Monday, Sep. 09, 2002

No, America Has Not (Thank God)

By Michael Elliott

When William Butler Yeats sat down to write about the 1916 Easter rebellion in Dublin, he knew it marked a rupture in Ireland's fabric. Before 1916 was one state of affairs; after it, all was "changed, changed utterly." Sept. 11, we have come to think, is an event for modern America much as Easter 1916 was for Ireland. At home the U.S. is supposed to be different from the way it was; abroad it has ostensibly found a fresh definition of its role in the world.

I don't believe it. I don't believe that the essentials of American society were changed by the attacks, and I don't believe that American foreign policy should be stood on its head in response to them. Sept. 11 needs to be put in perspective.
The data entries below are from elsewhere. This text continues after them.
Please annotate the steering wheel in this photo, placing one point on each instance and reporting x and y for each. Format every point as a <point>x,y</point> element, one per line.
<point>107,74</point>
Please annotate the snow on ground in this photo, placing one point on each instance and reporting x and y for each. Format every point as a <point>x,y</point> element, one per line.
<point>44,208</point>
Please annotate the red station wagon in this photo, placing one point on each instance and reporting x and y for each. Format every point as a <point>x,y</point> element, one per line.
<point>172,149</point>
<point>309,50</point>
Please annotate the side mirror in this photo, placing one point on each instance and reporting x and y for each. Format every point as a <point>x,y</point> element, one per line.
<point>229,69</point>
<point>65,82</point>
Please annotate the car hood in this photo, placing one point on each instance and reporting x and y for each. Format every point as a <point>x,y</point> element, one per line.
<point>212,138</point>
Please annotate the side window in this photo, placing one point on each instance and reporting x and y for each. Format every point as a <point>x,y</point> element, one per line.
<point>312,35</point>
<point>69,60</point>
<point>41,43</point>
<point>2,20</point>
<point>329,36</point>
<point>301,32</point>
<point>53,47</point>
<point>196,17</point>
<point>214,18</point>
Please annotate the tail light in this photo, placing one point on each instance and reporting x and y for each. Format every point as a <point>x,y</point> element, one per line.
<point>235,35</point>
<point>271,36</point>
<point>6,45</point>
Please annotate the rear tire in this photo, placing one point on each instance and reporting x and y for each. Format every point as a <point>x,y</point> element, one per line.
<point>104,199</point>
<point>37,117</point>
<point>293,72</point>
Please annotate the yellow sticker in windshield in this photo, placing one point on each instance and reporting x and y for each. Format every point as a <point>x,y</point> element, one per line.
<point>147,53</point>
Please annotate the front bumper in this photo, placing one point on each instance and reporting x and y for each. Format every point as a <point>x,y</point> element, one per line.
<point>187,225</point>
One way of doing so is to compare Sept. 11 with Dec. 7, 1941, that other day that will live in infamy. For the U.S., World War II really was epochal. More than 12 million were mobilized into the armed forces; nearly 300,000 died in battle; the economy was rescued from a deep slump; technological innovation proceeded at a pace never seen before; the social and economic position of women was transformed; the carapace of legal racial segregation began to crack; weapons were developed that could end life on earth; and in the war's shadow, the G.I. Bill created a mass middle class.

Nothing that has happened since Sept. 11 suggests that it will mark so profound a change in American society. If it had, two indicators would by now have flashed red. Everyone knows that the churches were full on Sept. 16, but everyone who regularly goes to church knows they haven't stayed that way. Michael Dimock, of the Pew Research Center for the People and the Press, who has tracked polling data since last fall, says he can find "no evidence" of a religious awakening. The Pentagon says that although there was an approximate doubling in the number of people expressing interest in the armed forces after Sept. 11, this did not later translate into any marked increase in enlistments.
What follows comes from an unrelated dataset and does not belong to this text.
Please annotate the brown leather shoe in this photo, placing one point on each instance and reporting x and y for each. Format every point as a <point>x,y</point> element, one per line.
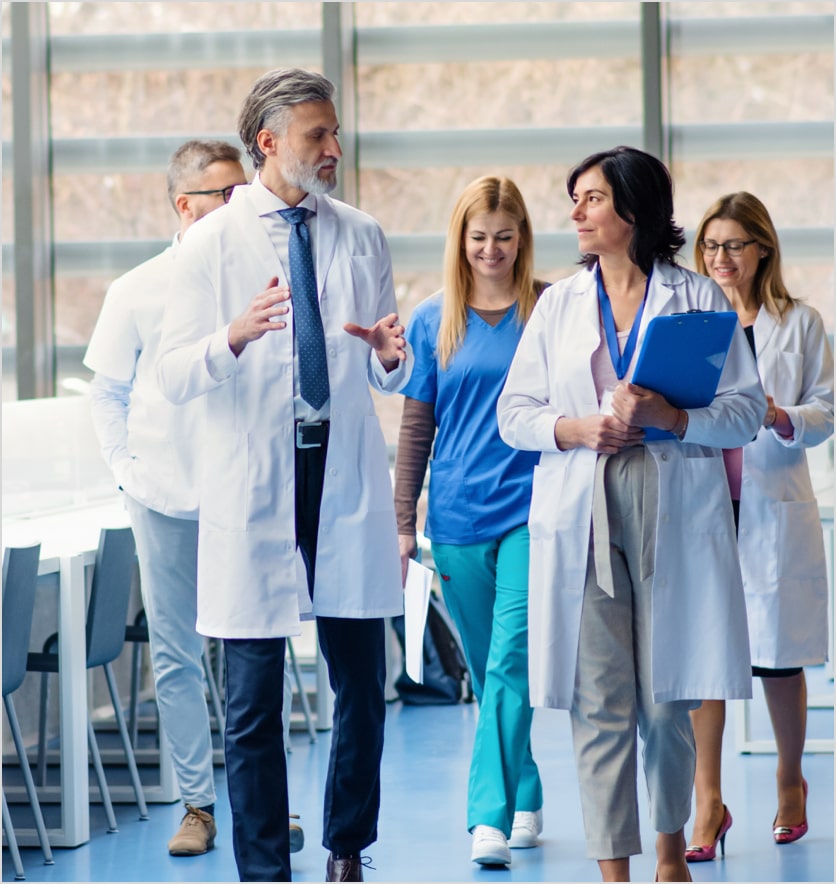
<point>344,868</point>
<point>196,834</point>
Nor is there any reason to believe that the war on terrorism will dominate American foreign policy. Take one more comparison, this time with the cold war. For more than 40 years, the U.S. was consumed by a global struggle against communism. Some 95,000 Americans died in Vietnam and Korea in wars designed to contain the communist threat. The defense budget soared to levels unprecedented in "peacetime."

It is simply ridiculous to imagine that defeating radical Islamic terrorism--however vile it may be--will require the same level of national commitment as was seen in the cold war. The Soviet Union's ideology had many adherents and apologists throughout the West. For leaders in the developing world--where the Soviet Union was extending its power as late as the 1980s--Moscow was associated with progress and an escape from the thieving grasp of colonialism. Above all, communism was militarily powerful; the Soviet Union had thousands of weapons of mass destruction aimed right at us, and in Vietnam communist forces defeated the U.S. and its local allies.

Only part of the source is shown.